R. T. Erdoğan'ın "kuvvetler ayrılığı" yorumu evlere şenlik. Zat-ı Muhterem, "Kuvvetler ayrılığı prensibi, demokrasinin ve cumhuriyetin temelidir." diyor, ardından yasama yürütme ve yargı prensibinin her ülkede farklı hayata geçirildiğini söylüyor: "Her toplum ve devlet, kuvvetler ayrılığı ilkesini, kendi serencamına uygun şekilde hayata geçirmektedir. Dolayısıyla, dünyada tek ve değişmez bir kuvvetler ayrılığı, demokrasi, cumhuriyet, hukuk devleti uygulamasından bahsedilemez."
Medenî ülkelerde değişmez prensip yasama, yürütme ve yargının birbirinin etki alanın dışında olmasıdır. Prensipler elbette birbirine dokunur, birleşir, ayrılır ama hepsi belli kanunlar çerçevesinde.

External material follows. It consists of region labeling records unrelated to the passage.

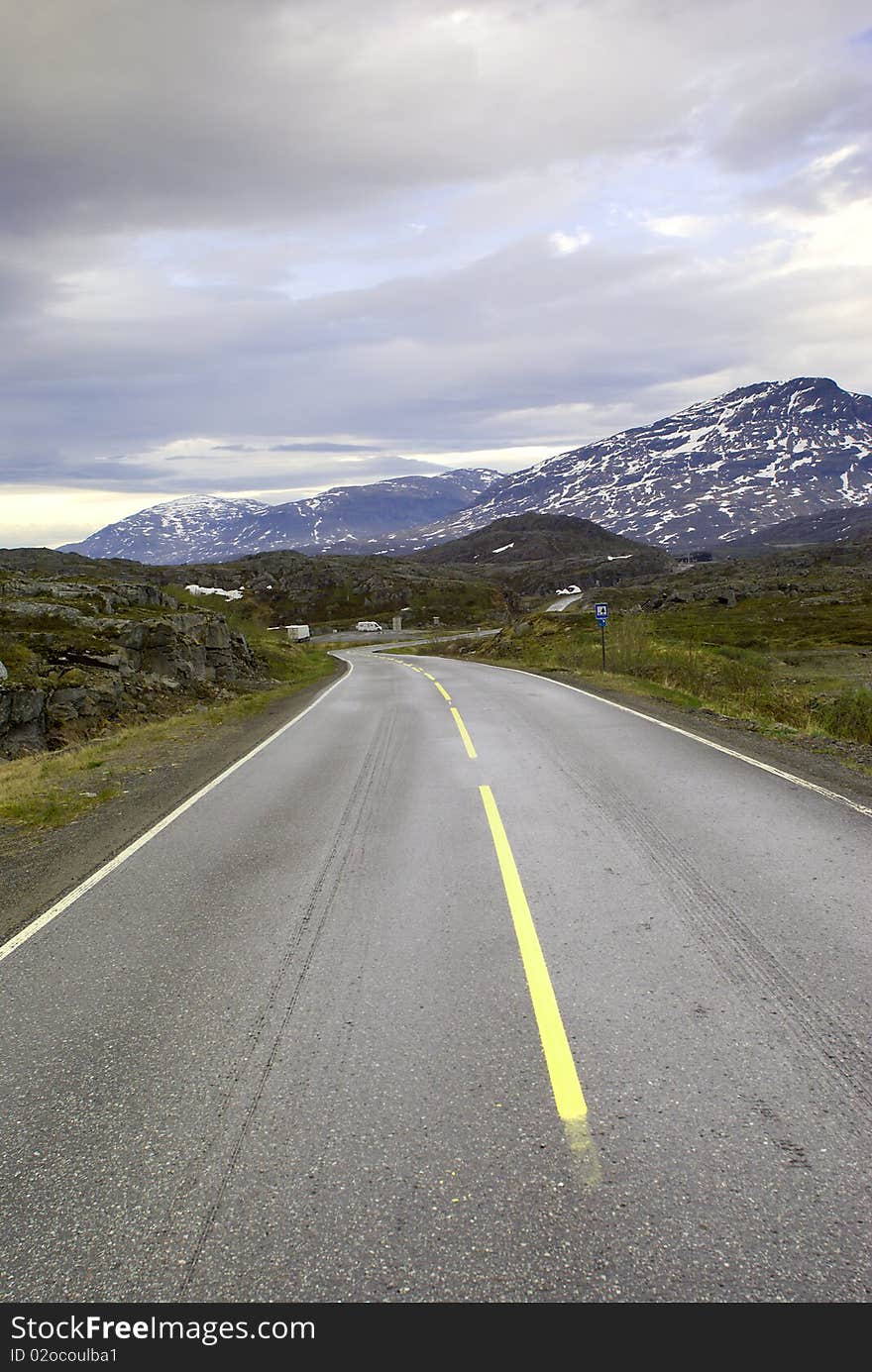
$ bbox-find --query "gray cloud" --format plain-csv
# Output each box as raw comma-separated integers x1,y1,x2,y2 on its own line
0,0,872,535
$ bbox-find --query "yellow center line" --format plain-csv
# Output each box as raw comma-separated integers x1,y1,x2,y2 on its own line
478,787,600,1186
452,705,478,758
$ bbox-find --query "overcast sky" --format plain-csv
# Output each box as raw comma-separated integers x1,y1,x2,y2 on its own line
0,0,872,545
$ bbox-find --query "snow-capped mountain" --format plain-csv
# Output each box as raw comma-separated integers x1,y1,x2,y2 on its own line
60,468,505,564
391,375,872,552
59,495,270,563
741,502,872,550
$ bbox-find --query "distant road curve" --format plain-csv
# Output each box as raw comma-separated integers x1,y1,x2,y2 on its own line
0,649,872,1302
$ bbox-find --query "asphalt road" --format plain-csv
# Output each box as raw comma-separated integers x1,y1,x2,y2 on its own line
0,649,872,1302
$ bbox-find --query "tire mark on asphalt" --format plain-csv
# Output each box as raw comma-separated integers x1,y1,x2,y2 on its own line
178,713,394,1298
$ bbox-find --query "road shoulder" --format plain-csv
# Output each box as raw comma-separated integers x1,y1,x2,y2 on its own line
417,653,872,805
0,664,348,942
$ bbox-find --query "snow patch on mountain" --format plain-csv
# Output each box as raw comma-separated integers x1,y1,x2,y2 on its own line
400,377,872,549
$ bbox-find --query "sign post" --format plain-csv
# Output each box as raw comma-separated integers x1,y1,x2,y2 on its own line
594,602,608,671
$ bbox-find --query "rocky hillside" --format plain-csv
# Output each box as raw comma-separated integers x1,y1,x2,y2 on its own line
736,503,872,552
406,514,673,596
0,571,259,758
384,377,872,550
61,470,502,563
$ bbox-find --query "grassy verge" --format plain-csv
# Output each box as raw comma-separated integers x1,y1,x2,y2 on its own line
425,612,872,745
0,649,337,830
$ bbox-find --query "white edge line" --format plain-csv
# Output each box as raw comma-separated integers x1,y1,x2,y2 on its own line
0,655,355,962
392,653,872,817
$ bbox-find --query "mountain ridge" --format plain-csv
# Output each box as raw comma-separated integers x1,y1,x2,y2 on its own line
57,467,502,564
400,377,872,550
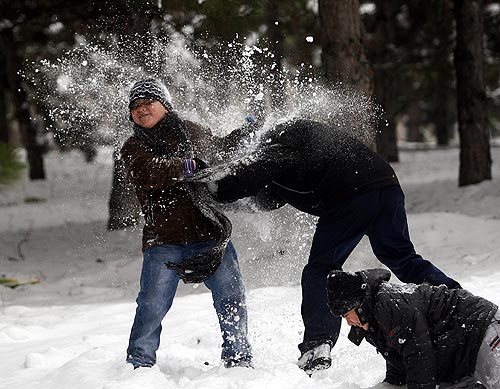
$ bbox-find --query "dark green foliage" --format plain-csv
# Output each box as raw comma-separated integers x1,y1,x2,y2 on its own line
0,142,25,190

Bizde, Zat-ı Muhterem ne derse o. Zaten bu tür açıklamalarının bir sebebi var o da, kendisine yasamayı, yürütmeyi, yargıyı elinde toplayan "Tek Adam" denmesi!
Parlamentoda göstermelik birtakım kanun tasarıları kavga döğüş görüşülüyor. "Al sana kanun!" deniliyor. Asıl kanunlar cumhurbaşkanlığı kararnamesiyle bir çırpıda hayata geçiriliyor. Mahkeme yolu da kapalı. Anayasa'ya bariz bir aykırılık görülürse ancak yüksek mahkemeye gidebiliyorsunuz. Gitseniz ne olacak... Üyelerin hemen hepsinin tayini Zat-ı Muhterem'in uhdesinde.
R. T. Erdoğan, ABD örneğini veriyor: "ABD'de seçimle gelen başkan yardımcısı, aynı zamanda Senato'nun ve Kongre'nin de başkanıdır. Anayasa Mahkemesi'nin tüm üyeleri, başkan tarafından atanmaktadır. ABD'de bu durum, yürütmenin yasama organı üzerindeki tahakkümü, bir başka ifadeyle kuvvetler ayrılığı ilkesine aykırı bir durum olarak anlaşılmamaktadır."
İngiltere için de Kraliçe'nin "Halkın iradesi olan halk oylaması sonuçlarının uygulanmasını sağlamak üzere, Başbakan'ın teklifi üzerine, parlamentoyu bir ay süreyle askıya aldığı"nı söylüyor.